Arrivé au centre des handicapés locomoteurs, Mahamadou s’est orienté vers la menuiserie métallique, un domaine où il excelle et démontre une incroyable indépendance et une capacité de résilience par son métier. « Depuis que j’ai commencé cette activité, je n’ai jamais tendu la main à personne. Grâce à elle, j’ai fondé une famille que j’entretiens en toute indépendance », affirme M. Hamidou.
« Avec mon expérience, j’encadre des jeunes novices, comme j’ai été formé par le chef de l’atelier », ajoute-t-il. Cependant, il déplore le manque de gros contrats. « Le public ne nous accorde pas beaucoup de crédit et préfère ne pas nous confier des travaux, probablement à cause de notre handicap », se pleint-il.

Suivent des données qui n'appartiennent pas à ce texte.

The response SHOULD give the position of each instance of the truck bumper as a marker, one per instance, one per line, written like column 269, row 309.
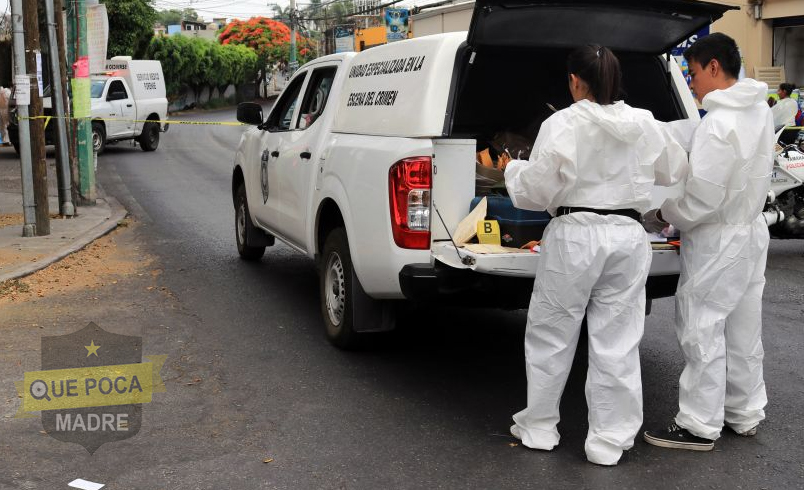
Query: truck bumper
column 448, row 285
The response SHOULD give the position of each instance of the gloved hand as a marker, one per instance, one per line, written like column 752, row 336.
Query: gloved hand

Grâce à son caractère très sociable, Mahamadou est apprécié de tous ses collègues et amis. Son patron, Soumana Magagi, tout comme ses collègues, parlent en termes élogieux de lui. « Mahamadou Hamidou est spécial dans cet atelier en raison de sa simplicité et de son amour du travail. Depuis sa période d’apprentissage, il n’a jamais failli dans les tâches qui lui sont confiées, et il a conservé cette éthique jusqu’à aujourd’hui. Parfois, des clients viennent ici en réclamant uniquement ses services », confie son patron. « Handicapé il l’est certes, mais il maitrise le métier mieux que certaines personnes bien portantes », conclut-il.